It opens with verbena, soothing, green and gently anisic; its citrus facet plays on the citrus aspect of geranium leaf, which adds a lovely minty greenness to the top notes. I smell patchouli here, too, dark and deep, but not earthy or musty. As it moves to the heart, the rose facets of the geranium bloom, and it begins to smell like roses, even though ‘rose’ isn’t listed anywhere in the ingredients – I don’t know why, and I don’t want to know cause I don’t want to ruin the spell. Jasmin is here too and gives it an animalic whiff along with a creamy lushness. The base has a soft woodiness from sandalwood and a gentle warmth from musk. The drydown is sophisticated with an aromatic herbal/floral elegance.

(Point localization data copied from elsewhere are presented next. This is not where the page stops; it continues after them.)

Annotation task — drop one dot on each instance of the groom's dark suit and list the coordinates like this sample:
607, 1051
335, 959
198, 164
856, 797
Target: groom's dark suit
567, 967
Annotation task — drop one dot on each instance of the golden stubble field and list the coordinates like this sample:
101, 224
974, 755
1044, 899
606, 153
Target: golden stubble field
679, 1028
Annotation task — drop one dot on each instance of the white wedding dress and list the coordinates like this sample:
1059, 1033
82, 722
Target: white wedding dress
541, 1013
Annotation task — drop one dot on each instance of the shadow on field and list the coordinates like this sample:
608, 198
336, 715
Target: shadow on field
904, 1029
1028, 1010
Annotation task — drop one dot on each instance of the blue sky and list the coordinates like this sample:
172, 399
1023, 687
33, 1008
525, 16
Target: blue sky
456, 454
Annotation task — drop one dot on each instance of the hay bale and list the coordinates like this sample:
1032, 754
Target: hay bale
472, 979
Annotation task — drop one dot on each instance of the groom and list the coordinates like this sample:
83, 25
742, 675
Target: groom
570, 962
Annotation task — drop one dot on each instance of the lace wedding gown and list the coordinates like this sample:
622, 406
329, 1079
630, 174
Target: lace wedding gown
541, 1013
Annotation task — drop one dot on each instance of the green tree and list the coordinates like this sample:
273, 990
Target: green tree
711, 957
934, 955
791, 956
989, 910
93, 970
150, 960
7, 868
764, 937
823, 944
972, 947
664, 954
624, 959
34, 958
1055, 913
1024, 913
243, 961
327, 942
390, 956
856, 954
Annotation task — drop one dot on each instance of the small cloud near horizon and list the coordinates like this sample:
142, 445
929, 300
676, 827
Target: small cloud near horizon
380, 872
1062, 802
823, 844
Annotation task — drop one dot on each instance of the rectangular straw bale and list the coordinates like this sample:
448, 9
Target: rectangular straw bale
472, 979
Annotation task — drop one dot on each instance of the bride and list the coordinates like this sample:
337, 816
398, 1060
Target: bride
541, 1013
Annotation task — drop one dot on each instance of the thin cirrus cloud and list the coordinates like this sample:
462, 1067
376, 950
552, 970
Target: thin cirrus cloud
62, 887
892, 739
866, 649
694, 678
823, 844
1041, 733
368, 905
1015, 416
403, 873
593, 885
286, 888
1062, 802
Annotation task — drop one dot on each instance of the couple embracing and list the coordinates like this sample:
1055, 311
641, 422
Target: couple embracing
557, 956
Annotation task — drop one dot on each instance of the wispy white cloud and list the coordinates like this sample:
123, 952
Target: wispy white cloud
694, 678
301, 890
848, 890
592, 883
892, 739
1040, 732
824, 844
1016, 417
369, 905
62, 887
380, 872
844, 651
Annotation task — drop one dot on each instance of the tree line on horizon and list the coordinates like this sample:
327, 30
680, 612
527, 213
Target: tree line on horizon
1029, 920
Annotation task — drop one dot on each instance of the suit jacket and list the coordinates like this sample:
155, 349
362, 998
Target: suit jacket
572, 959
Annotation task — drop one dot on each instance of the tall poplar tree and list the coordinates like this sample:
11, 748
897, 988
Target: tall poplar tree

Corps et Ames 2012 is labeled Eau de Toilette Apaisante. “Apaisante” means ‘lulling’ or ‘soothing’, a reference to the soothing qualities of verbena, and it’s an EdT, so you know it’s going to be lighter than the original. But the ‘lightness’ isn’t just in the concentration. The 2012 version has had the immortelle and leather stripped from it allowing light into it so that it has depth but not heaviness, making it a sunnier and lighter but not weaker. It hasn’t diminished the original; it just means there’s more excellent juice to wear.
Notes: geranium leaves, verbena, patchouli, jasmine sambac, sandalwood, musk.